Can I trade at both FundedNext and Topstep simultaneously?

Yes. Neither firm restricts you from holding accounts at other prop firms. Many traders run accounts at multiple firms to diversify their risk and test different rule environments.

Which pays out faster, FundedNext or Topstep?

Topstep's payout process is generally more straightforward with ACH and PayPal. FundedNext uses RiseWorks, which adds an extra platform between you and your money. Both firms process payouts within a reasonable timeframe, but Topstep's traditional banking rails tend to be simpler.

Does FundedNext or Topstep have a consistency rule?

FundedNext enforces a 40% consistency rule. The timing depends on the challenge type: Bolt always, Legacy during the challenge, Rapid only when funded. Topstep has no consistency rule at any stage.

What is the cheapest way to get a $50K account at each firm?

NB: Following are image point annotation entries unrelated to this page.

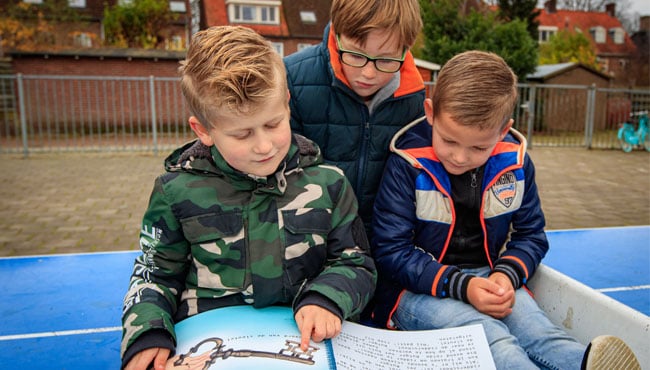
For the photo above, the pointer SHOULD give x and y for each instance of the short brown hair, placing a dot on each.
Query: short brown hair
(229, 67)
(357, 18)
(476, 88)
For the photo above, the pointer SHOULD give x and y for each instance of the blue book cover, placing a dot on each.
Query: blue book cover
(243, 337)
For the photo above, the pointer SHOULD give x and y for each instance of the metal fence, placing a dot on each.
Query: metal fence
(45, 113)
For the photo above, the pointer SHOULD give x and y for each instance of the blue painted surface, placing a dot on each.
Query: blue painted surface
(50, 301)
(606, 259)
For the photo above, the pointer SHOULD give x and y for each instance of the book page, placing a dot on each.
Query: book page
(243, 337)
(363, 347)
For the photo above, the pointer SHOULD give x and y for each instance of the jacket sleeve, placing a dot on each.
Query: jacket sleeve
(349, 276)
(158, 274)
(528, 243)
(397, 256)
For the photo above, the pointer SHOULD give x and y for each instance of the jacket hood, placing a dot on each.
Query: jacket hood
(195, 157)
(418, 134)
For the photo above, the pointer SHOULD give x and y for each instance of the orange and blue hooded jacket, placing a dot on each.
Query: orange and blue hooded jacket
(414, 219)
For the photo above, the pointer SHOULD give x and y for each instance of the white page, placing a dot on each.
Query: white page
(361, 347)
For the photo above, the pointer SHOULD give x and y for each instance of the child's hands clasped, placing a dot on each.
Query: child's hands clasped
(493, 296)
(317, 323)
(143, 359)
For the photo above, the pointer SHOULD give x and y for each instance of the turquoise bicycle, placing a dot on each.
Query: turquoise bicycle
(629, 137)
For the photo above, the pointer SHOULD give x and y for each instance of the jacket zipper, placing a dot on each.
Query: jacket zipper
(365, 134)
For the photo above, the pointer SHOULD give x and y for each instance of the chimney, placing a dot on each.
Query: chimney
(644, 23)
(550, 6)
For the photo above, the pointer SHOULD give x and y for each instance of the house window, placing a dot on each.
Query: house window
(77, 3)
(83, 40)
(264, 12)
(279, 47)
(177, 6)
(308, 17)
(598, 33)
(617, 34)
(545, 33)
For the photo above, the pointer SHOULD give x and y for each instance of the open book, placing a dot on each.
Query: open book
(243, 337)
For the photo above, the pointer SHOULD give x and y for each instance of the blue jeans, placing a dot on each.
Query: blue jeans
(525, 339)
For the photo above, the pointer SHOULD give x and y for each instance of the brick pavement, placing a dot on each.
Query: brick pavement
(90, 202)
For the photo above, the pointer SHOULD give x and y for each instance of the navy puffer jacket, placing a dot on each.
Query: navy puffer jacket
(352, 135)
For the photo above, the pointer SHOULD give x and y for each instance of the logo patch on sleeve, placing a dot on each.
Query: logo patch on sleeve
(505, 189)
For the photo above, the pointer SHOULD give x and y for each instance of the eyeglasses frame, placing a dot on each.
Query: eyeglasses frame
(342, 51)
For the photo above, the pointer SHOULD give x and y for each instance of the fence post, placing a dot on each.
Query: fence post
(531, 114)
(589, 124)
(152, 98)
(23, 113)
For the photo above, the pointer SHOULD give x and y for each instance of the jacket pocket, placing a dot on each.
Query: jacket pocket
(306, 232)
(218, 250)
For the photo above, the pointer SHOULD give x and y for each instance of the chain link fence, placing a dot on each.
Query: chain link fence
(47, 113)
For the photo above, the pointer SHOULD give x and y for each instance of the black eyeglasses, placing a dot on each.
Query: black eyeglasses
(359, 60)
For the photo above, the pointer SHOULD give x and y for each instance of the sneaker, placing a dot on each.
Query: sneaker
(607, 352)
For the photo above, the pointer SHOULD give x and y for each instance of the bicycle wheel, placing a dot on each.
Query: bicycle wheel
(627, 147)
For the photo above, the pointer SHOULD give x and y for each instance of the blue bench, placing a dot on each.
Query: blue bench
(63, 311)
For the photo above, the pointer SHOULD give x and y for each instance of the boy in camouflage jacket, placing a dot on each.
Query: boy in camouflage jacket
(246, 214)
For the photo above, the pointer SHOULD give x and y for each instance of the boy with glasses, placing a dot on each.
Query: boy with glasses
(352, 92)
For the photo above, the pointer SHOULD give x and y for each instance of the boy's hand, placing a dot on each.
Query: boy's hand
(316, 323)
(503, 281)
(143, 359)
(490, 298)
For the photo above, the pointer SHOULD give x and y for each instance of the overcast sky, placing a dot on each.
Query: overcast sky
(641, 6)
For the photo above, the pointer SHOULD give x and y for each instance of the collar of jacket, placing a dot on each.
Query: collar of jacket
(410, 81)
(195, 157)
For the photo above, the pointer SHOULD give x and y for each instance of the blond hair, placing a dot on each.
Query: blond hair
(476, 88)
(231, 68)
(357, 18)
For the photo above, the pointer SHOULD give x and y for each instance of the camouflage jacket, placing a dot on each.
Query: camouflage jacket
(214, 237)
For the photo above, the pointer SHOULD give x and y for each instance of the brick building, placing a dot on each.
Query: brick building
(614, 48)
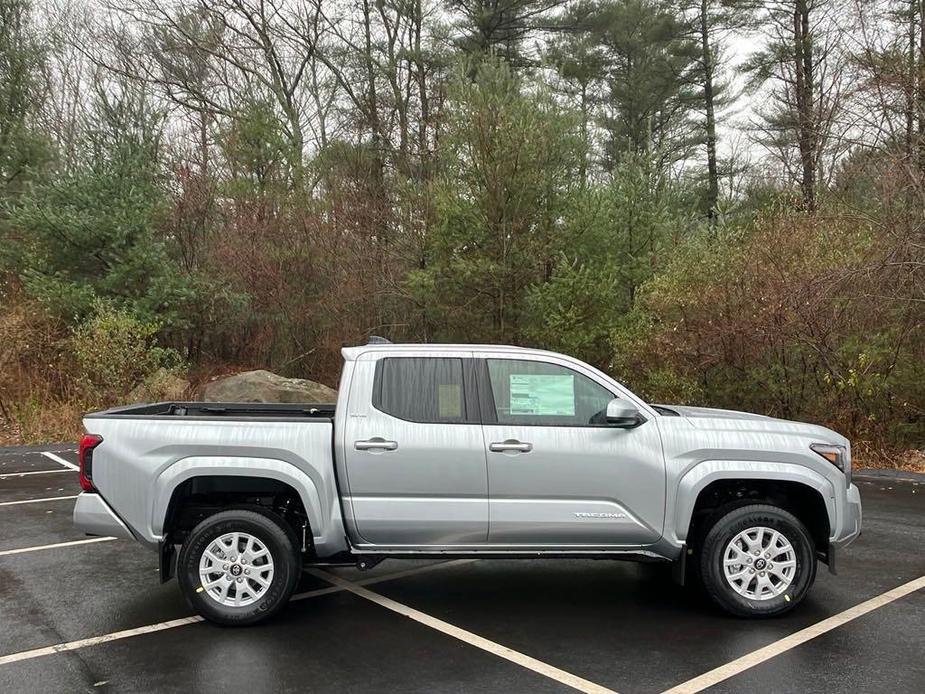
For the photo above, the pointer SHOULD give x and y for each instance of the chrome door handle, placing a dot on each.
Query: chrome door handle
(510, 445)
(377, 443)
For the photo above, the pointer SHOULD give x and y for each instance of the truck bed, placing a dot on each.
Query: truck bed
(212, 410)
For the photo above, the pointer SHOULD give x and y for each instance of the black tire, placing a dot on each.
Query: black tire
(725, 529)
(273, 533)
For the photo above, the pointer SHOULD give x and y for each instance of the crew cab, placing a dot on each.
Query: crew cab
(466, 450)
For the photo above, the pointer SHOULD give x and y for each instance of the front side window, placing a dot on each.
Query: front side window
(420, 389)
(539, 393)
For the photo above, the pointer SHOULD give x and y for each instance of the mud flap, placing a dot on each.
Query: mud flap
(165, 551)
(679, 567)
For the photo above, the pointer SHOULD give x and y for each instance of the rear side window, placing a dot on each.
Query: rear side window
(420, 389)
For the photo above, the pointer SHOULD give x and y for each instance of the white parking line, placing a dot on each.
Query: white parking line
(59, 459)
(161, 626)
(36, 501)
(56, 545)
(750, 660)
(33, 472)
(538, 666)
(96, 640)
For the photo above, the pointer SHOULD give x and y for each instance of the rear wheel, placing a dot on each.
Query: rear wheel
(758, 561)
(239, 567)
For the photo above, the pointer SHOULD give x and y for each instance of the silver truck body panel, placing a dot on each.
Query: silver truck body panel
(408, 487)
(143, 460)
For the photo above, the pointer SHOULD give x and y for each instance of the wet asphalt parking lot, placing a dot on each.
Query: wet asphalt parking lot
(82, 615)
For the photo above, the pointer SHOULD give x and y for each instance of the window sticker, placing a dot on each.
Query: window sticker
(449, 400)
(543, 394)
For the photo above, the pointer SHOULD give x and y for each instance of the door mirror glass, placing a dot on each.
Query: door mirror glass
(622, 413)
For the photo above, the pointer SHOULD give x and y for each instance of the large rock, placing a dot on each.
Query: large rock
(266, 386)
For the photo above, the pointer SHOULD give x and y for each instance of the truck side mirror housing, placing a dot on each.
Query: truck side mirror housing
(623, 414)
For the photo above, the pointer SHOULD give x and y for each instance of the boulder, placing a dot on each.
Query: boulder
(266, 386)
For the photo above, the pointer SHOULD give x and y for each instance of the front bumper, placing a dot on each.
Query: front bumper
(94, 516)
(849, 526)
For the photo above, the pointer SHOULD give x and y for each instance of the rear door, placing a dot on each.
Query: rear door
(559, 475)
(414, 452)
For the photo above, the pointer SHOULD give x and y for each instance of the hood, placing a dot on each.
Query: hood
(708, 418)
(713, 413)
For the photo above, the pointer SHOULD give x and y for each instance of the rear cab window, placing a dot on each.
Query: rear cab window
(423, 389)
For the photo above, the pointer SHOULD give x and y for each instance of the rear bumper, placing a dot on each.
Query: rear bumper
(94, 516)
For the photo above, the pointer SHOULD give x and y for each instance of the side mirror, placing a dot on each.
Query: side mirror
(623, 414)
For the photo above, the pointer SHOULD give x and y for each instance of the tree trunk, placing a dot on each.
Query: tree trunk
(920, 88)
(707, 57)
(806, 131)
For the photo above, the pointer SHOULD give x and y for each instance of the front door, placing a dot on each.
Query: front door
(559, 475)
(414, 453)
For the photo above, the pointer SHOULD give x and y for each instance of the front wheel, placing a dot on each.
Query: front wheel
(239, 567)
(758, 561)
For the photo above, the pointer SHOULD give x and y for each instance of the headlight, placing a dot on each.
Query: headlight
(837, 455)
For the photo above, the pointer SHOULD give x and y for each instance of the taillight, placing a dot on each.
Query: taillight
(85, 458)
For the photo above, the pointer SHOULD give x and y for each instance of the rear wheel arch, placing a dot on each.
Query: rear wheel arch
(236, 475)
(198, 497)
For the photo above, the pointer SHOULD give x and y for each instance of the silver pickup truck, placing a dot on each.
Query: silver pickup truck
(465, 450)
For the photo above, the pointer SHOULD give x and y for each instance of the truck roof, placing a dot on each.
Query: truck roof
(351, 353)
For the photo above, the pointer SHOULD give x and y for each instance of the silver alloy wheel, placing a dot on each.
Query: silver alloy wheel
(236, 569)
(759, 563)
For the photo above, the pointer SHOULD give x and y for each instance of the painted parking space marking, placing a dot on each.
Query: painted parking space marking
(509, 654)
(195, 619)
(58, 459)
(56, 545)
(37, 501)
(32, 472)
(96, 640)
(33, 451)
(750, 660)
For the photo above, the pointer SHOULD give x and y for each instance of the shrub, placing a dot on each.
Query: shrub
(115, 350)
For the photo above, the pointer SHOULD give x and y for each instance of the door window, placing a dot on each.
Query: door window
(539, 393)
(428, 390)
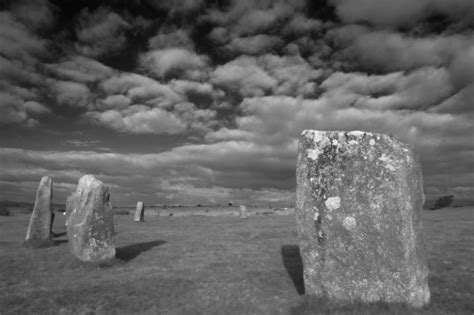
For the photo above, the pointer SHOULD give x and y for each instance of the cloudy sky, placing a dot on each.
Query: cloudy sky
(196, 101)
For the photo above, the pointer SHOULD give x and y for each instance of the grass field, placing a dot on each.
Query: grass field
(210, 265)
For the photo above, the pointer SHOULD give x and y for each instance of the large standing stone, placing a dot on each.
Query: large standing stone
(39, 229)
(139, 212)
(243, 211)
(358, 206)
(70, 205)
(90, 226)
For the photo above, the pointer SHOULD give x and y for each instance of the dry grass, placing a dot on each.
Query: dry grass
(210, 265)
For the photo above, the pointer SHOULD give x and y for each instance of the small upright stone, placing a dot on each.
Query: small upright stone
(139, 212)
(359, 198)
(243, 211)
(90, 226)
(39, 230)
(70, 205)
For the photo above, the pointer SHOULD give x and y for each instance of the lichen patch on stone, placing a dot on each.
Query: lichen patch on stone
(316, 216)
(349, 223)
(333, 203)
(313, 154)
(356, 133)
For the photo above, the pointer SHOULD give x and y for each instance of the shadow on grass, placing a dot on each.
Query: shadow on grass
(293, 265)
(59, 234)
(320, 305)
(127, 253)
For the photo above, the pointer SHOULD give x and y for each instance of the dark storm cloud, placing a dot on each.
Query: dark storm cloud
(236, 82)
(100, 32)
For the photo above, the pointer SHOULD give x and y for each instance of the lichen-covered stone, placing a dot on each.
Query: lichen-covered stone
(139, 212)
(90, 226)
(70, 205)
(358, 210)
(243, 211)
(39, 229)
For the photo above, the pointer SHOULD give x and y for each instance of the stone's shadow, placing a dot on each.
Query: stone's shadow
(58, 234)
(127, 253)
(293, 265)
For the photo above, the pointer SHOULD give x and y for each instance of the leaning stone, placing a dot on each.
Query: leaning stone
(139, 212)
(243, 211)
(39, 230)
(358, 209)
(90, 226)
(70, 205)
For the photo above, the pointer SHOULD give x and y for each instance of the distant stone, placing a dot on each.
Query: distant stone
(90, 226)
(359, 198)
(70, 205)
(39, 230)
(243, 211)
(139, 212)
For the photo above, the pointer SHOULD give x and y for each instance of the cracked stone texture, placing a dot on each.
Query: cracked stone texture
(139, 212)
(39, 229)
(359, 199)
(90, 226)
(243, 211)
(70, 205)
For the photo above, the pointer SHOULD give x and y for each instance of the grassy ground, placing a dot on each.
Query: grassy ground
(210, 265)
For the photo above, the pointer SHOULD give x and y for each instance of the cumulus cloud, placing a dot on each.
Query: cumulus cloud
(35, 14)
(389, 13)
(140, 88)
(391, 91)
(100, 32)
(392, 51)
(15, 109)
(17, 42)
(294, 75)
(176, 7)
(79, 69)
(139, 119)
(173, 39)
(244, 76)
(72, 94)
(253, 45)
(174, 61)
(251, 16)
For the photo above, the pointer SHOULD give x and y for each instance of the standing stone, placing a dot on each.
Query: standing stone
(90, 226)
(70, 205)
(39, 229)
(358, 209)
(243, 211)
(139, 212)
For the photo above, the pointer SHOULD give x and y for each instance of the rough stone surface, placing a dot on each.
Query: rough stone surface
(90, 226)
(358, 210)
(139, 212)
(70, 205)
(39, 229)
(243, 211)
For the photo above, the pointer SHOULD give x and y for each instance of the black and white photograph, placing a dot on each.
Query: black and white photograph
(236, 157)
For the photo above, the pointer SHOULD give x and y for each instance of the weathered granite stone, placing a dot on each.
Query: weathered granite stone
(139, 212)
(243, 211)
(358, 209)
(70, 205)
(39, 230)
(90, 226)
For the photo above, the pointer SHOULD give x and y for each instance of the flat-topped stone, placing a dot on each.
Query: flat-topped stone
(70, 205)
(243, 211)
(90, 226)
(139, 212)
(358, 209)
(41, 220)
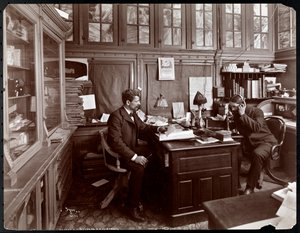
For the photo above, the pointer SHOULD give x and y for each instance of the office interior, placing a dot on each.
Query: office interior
(64, 69)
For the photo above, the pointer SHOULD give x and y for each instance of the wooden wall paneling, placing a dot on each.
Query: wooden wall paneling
(176, 90)
(110, 79)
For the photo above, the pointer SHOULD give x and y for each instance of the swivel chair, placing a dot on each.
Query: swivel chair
(278, 128)
(122, 177)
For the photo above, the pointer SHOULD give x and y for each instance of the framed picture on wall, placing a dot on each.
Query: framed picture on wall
(166, 68)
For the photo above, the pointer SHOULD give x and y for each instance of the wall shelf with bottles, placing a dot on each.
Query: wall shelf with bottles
(251, 85)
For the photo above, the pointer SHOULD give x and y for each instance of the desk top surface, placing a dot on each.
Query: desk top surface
(192, 144)
(235, 211)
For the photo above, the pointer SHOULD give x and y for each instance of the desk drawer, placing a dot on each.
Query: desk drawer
(205, 162)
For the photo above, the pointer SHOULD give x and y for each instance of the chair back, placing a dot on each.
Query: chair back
(277, 127)
(107, 151)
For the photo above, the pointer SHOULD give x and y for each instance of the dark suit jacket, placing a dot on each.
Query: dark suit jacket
(253, 127)
(123, 132)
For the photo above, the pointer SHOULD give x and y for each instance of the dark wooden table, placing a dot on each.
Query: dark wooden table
(234, 211)
(197, 172)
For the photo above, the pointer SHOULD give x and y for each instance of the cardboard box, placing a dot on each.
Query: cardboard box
(219, 92)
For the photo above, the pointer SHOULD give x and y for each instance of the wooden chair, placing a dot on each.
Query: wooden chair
(122, 178)
(278, 128)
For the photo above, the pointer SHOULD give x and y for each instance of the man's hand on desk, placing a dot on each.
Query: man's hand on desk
(162, 129)
(141, 160)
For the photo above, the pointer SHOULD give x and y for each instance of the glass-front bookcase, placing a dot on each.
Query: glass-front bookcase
(33, 71)
(52, 81)
(22, 137)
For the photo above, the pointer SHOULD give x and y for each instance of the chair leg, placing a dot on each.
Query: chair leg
(119, 183)
(260, 180)
(273, 177)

FundedNext Bolt at $99.99 (one-time) or Topstep at $49/month. If you pass Topstep in month one, it's cheaper. If it takes three months, FundedNext Bolt is cheaper. Legacy at $149.99 is also competitive if you need more than two months at Topstep.

Does Topstep offer a one-time payment option?

No. Topstep operates exclusively on monthly subscriptions. You pay each month until you pass, fail, or cancel. This is one of the fundamental differences between the two firms.

Which firm is better for scalpers?

Topstep, for two reasons. No consistency rule means scalpers who have one or two explosive days won't be penalized. Higher contract limits at comparable account sizes give more flexibility for rapid-fire position management. The intraday trailing drawdown is less ideal, but scalpers typically take quick profits and don't let unrealized P&L run far.

Does FundedNext support TradingView?

No. FundedNext Futures accounts only support Tradovate and NinjaTrader. If TradingView is your primary charting and execution platform, Topstep is the only option between these two firms.

Are FundedNext and Topstep legitimate?

Both are legitimate prop firms with verified payout track records. Topstep has been operating since ~2012 with thousands of documented payouts. FundedNext has paid out $261M+ across all asset classes and holds a 4.5/5 Trustpilot rating from over 62,000 reviews. Neither firm has a pattern of refusing legitimate payouts.